We will demonstrate the clustering and feature selection performance of `iClusterVB` using a simulated dataset comprising \( N = 240 \) individuals and \( R = 4 \) data views with different data types. Two views were continuous,and  one was count -- a setup commonly found in genomics data where gene or mRNA expression (continuous), and DNA copy number (count) are observed. The true number of clusters (\( K \)) was set to 4, with balanced cluster proportions (\( \pi_1 = 0.25, \pi_2 = 0.25, \pi_3 = 0.25, \pi_4 = 0.25 \)). Each data view consisted of \( p_r = 500 \) features (\( r = 1, \dots, 3 \)), totaling \( p = \sum_{r=1}^3 p_r = 1500 \) features across all views. Within each view, only 50 features (10\%) were relevant for clustering, while the remaining features were noise.
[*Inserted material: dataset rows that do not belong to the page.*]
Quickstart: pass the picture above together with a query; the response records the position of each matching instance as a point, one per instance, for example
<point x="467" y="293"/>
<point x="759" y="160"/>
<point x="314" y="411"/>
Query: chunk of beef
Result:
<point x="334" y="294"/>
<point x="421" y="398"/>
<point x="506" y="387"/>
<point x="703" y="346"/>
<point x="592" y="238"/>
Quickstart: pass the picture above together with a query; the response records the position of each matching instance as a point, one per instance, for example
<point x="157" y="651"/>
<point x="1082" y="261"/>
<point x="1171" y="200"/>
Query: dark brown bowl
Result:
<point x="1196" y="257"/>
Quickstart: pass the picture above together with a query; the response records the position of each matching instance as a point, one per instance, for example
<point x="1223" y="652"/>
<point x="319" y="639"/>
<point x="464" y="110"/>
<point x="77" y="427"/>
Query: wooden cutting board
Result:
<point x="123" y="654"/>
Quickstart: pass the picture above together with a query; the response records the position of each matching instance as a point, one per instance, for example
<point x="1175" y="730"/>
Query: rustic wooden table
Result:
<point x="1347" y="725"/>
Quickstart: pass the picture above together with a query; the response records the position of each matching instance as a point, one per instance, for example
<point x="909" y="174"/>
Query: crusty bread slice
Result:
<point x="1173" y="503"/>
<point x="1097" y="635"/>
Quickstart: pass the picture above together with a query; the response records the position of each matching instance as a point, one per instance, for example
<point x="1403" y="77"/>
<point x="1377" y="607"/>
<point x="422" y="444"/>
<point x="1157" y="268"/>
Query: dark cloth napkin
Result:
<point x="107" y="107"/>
The relevant features were distributed across clusters as described in the table below:


::: {#tab:simulated-dataset}
  **Data View**    **Cluster**   **Distribution**
  ---------------- ------------- -------------------------------------
  1 (Continuous)   Cluster 1     $\mathcal{N}(10, 1)$ (Relevant)
                   Cluster 2     $\mathcal{N}(5, 1)$ (Relevant)
                   Cluster 3     $\mathcal{N}(-5, 1)$ (Relevant)
                   Cluster 4     $\mathcal{N}(-10, 1)$ (Relevant)
                                 $\mathcal{N}(0, 1)$ (Noise)
  2 (Continuous)   Cluster 1     $\mathcal{N}(-10, 1)$ (Relevant)
                   Cluster 2     $\mathcal{N}(-5, 1)$ (Relevant)
                   Cluster 3     $\mathcal{N}(5, 1)$ (Relevant)
                   Cluster 4     $\mathcal{N}(10, 1)$ (Relevant)
                                 $\mathcal{N}(0, 1)$ (Noise)
  3 (Count)        Cluster 1     $\text{Poisson}(50)$ (Relevant)
                   Cluster 2     $\text{Poisson}(35)$ (Relevant)
                   Cluster 3     $\text{Poisson}(20)$ (Relevant)
                   Cluster 4     $\text{Poisson}(10)$ (Relevant)
                                 $\text{Poisson}(2)$ (Noise)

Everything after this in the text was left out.